This is the mail archive of the
mailing list for the glibc project.
Re: regression caused by fix of bug #13691
> > what is the fallback/alternate locale that should be used instead?
Yes, right. In fact, Vietnamese users were among the first to embrace
UTF-8 locales, between 2001 and 2004.
> the source and testsuite appear to indicate that
> state-dependent and stateless encodings are supported, are the
> comments wrong or am I misunderstanding something?
Stateful encodings are supported by the iconv() API. This API has a way
for the application to tell the converter "the end of the input string is
reached, please kick all pending output to the output buffers". It is
this notification which allows the converter to hold off from producing
output immediately in case of ambiguities.
For mbrtowc() such a notification does not exist, and since mbrtowc() is
the central function for multi-byte processing in locales, stateful locale
encodings cannot be supported (unless you make them stateless by producing
decomposed Unicode or private-use-area characters).

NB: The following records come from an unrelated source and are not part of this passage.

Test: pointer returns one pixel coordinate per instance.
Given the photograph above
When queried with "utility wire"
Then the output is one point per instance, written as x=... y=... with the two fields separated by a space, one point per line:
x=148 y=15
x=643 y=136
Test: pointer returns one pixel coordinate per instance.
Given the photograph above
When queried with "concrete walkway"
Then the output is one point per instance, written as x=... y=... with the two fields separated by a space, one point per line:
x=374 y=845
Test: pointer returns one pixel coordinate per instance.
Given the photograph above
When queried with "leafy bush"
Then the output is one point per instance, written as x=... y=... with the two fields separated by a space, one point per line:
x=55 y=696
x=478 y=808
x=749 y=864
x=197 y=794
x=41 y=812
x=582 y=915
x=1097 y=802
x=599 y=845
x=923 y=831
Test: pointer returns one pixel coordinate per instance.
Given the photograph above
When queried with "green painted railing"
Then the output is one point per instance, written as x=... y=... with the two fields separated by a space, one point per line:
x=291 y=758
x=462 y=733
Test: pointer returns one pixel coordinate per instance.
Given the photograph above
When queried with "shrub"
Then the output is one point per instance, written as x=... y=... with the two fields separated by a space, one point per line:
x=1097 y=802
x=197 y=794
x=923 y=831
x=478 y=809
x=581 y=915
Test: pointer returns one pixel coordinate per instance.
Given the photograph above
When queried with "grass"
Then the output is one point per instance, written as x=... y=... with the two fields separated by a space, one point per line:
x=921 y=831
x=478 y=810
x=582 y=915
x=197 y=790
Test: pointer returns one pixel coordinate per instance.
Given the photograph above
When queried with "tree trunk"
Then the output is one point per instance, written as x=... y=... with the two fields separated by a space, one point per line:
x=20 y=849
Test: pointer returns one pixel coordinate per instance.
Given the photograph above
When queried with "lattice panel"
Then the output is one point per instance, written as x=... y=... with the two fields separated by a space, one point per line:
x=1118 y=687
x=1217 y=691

The references to the word 'stateful' in wcsmbs/wcsmbsload.c date back to
1999, at the beginning of the locale support in glibc; the major work was
done in 2000-2001.
> What is the effect of
> removing a locale from localedata/SUPPORTED? Is it still installed?

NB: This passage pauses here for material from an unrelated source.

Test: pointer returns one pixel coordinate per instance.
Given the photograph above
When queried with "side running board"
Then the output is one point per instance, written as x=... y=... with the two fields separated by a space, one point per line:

> Is it still available for use with iconv but remains broken. I would like
> to understand, as Ryan does too, the implications of your patch.
Distributors normally don't use the localedata/SUPPORTED file from glibc;
they have their own list, AFAIK. Some distributors add locales for more
countries. Other distributors install only UTF-8 locales...

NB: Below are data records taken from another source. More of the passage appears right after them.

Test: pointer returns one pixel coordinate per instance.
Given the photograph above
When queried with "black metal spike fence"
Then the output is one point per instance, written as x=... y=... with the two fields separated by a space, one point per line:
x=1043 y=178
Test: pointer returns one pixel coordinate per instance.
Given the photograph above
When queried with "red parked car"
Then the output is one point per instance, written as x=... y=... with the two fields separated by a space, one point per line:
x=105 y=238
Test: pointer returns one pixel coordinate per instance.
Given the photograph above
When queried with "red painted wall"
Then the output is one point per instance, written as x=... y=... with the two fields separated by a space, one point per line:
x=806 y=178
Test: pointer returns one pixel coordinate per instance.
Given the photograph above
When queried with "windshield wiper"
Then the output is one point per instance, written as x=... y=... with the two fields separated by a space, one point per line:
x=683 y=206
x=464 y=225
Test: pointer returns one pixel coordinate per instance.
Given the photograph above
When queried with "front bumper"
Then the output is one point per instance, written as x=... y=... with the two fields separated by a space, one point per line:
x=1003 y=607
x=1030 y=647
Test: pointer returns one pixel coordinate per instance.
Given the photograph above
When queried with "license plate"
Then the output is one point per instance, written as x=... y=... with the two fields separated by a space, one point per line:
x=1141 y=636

For those people who "make localedata/install-locales", the removal
from localedata/SUPPORTED has the effect that "locale -a" won't display
this locale any more, and setlocale() calls for this locale will fail.
It will not have an effect on iconv() - the list of converters usable
by iconv() is determined through the file iconvdata/gconv-modules.
> - It was mentioned in  that vi_VN.TCVN is the only state-dependent
> character encoding being used by Debian and that it's broken.
Yup. I agree with the findings. Goto Masanori's workaround is a workaround:
it tells mbrtowc() to return to initial state by appending a NUL character
to the input. But programs which use mbrtowc() generally don't do this.
While mbstowcs() assumes a NUL terminated input string, a sequence of calls
to mbrtowc() does not assume that.
> - LFS notes in  that vi_VN.TCVN is broken and removes it from
> - The FreeDesktop standard in  says GLIBC doesn't support vi_VN.TCVN.
Thanks for having dug out these additional witnesses.